In his follow-up blog, V Formation’s biotech graduate, Jose Gonzalez, outlines some useful tips for working effectively with an introvert scientist and how to get the most out of the relationship.
In my previous blog for the life sciences sector – ‘Under the lab coat’ – I described why it is important to understand the personal traits that are common among high achieving scientists in order to foster a long lasting and successful business relationship. The most significant trait, and the one which requires specific attention, is introversion. The introvert scientist requires space to re-energise on their own, hence they need to be approached and treated in a unique manner.

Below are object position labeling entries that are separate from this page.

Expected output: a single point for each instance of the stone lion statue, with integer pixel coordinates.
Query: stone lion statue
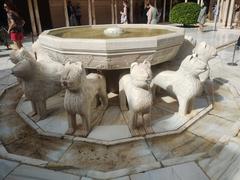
(44, 59)
(134, 91)
(81, 92)
(37, 84)
(185, 83)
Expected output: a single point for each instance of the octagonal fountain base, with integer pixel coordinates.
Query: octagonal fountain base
(113, 123)
(96, 51)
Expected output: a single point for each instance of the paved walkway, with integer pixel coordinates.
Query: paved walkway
(179, 157)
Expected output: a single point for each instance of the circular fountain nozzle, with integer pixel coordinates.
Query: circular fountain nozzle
(113, 31)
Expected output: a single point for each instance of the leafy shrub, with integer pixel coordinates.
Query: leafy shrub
(185, 13)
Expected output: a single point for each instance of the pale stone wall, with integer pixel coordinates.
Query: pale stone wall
(57, 13)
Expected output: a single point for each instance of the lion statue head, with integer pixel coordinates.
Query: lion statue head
(73, 75)
(204, 52)
(197, 63)
(25, 64)
(141, 74)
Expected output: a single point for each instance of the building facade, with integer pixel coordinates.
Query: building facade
(46, 14)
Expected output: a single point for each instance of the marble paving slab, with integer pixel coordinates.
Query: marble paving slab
(6, 167)
(213, 128)
(24, 172)
(107, 158)
(38, 147)
(225, 165)
(187, 171)
(178, 146)
(110, 132)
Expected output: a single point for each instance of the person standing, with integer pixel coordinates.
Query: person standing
(152, 13)
(78, 14)
(15, 24)
(124, 13)
(202, 16)
(71, 14)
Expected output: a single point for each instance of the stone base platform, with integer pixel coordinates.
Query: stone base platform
(113, 127)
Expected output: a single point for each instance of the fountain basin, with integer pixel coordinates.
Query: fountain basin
(109, 53)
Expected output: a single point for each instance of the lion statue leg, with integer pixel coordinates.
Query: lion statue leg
(103, 98)
(71, 123)
(183, 106)
(122, 98)
(34, 110)
(86, 124)
(41, 110)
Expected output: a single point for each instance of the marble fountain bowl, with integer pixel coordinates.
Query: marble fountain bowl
(96, 50)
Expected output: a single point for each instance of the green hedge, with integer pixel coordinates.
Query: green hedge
(185, 13)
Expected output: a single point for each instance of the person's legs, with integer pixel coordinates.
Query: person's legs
(200, 27)
(17, 39)
(19, 44)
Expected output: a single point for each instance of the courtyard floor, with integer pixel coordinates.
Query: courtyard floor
(209, 149)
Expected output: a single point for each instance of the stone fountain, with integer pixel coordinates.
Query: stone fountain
(118, 50)
(68, 52)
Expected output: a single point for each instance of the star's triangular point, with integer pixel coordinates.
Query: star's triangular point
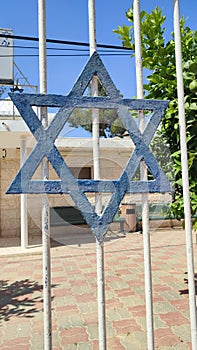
(45, 146)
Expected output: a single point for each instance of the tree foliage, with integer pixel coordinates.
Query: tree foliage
(158, 56)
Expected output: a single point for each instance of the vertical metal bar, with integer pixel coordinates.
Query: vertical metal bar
(185, 175)
(24, 222)
(45, 174)
(98, 204)
(143, 176)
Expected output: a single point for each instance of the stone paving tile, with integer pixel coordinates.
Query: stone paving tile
(74, 304)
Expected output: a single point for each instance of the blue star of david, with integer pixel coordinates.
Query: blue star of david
(45, 147)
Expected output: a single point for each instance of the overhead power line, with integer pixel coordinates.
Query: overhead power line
(64, 42)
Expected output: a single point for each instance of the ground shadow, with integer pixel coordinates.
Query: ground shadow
(16, 299)
(186, 291)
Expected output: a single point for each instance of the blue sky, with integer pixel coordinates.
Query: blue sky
(68, 20)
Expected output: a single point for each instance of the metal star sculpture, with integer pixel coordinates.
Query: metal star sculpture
(67, 183)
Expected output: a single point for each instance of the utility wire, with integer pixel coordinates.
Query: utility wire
(63, 42)
(65, 55)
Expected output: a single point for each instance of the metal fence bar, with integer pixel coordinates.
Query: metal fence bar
(185, 176)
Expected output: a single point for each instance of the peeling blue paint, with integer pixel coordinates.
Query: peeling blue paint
(45, 146)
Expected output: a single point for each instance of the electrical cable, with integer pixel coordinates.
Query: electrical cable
(64, 42)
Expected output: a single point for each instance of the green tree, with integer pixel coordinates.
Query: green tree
(159, 62)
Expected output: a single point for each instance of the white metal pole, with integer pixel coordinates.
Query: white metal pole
(45, 174)
(98, 204)
(185, 176)
(24, 221)
(143, 176)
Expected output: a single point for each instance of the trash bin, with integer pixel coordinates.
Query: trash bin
(129, 213)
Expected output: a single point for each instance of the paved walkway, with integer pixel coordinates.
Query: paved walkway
(74, 305)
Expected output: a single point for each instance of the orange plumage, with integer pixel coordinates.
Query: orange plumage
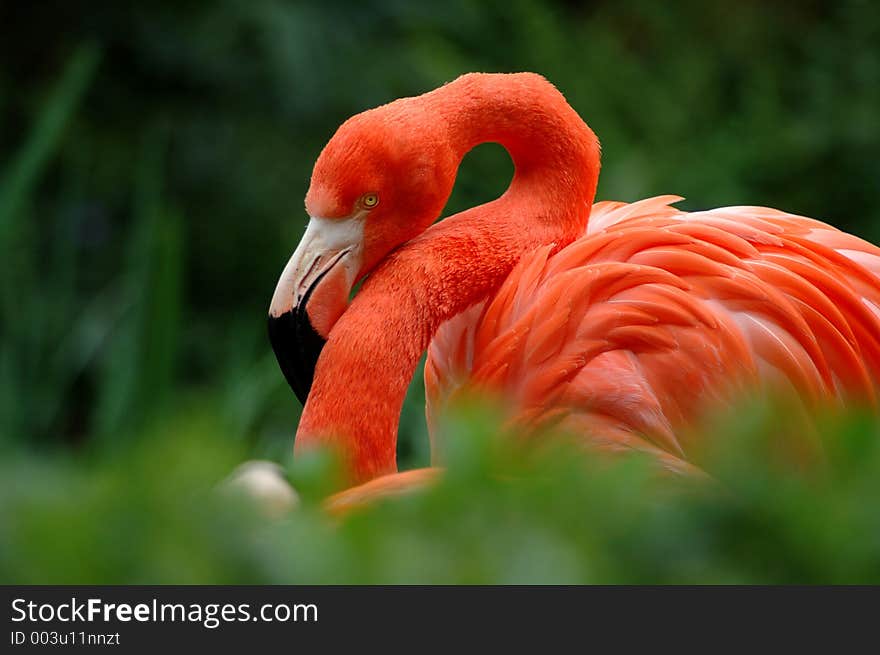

The following key points are worth bearing in mind and will be highly appreciated by the introvert scientist you may be working with:
Go easy on them: There is no point in firing lots of questions at the same time! They need to take the time to think on an appropriate answer. Instead of sending lots of different emails on different topics or ringing them constantly, just send them one email containing all the enquiries you have. They will appreciate being able to break the message down and focus on each question in turn, allowing them to formulate answers that can actually be effective. An introvert scientist usually loves to read and write – take advantage of this!
Give them space: Many SMEs are adopting the concept of an open space office. This is great for interacting, but you should try to ensure that the introverts have a well-defined spot. Respect their space by not interfering with their things and consider providing them with a good pair of headphones so they can isolate themselves from the buzz around them – many scientists prefer to work to music.
Communicate effectively: If you have an issue that can be solved by email, solve it by email. If it requires a call, don’t deviate from the main subject. Face-to-face meetings are not best suited to an introvert scientist, however within a business environment meetings are, of course, inevitable. Whenever possible, let them know the agenda in advance and what the objectives are. Allowing them time to prepare will make them much more efficient. And don’t forget to give them a break after the meeting – they need to recharge their energy!
Recognise their work: Don’t expect an introvert to stand in the spotlight and talk about how amazing their work is. They just want to see their work making an impact on someone, so it’s up to their extrovert business partner to let the world know who’s behind this new amazing piece of technology or innovative idea. Most of the time you will need to absorb the weight of public speaking, just don’t forget to mention them. Knowing that their work is meaningful is the thing that makes them happy!
Introversion is common currency among successful scientists. Hopefully these recommendations will allow you to better understand the unique needs that introverts have and how they might differ from other business partners you’ve had in the past.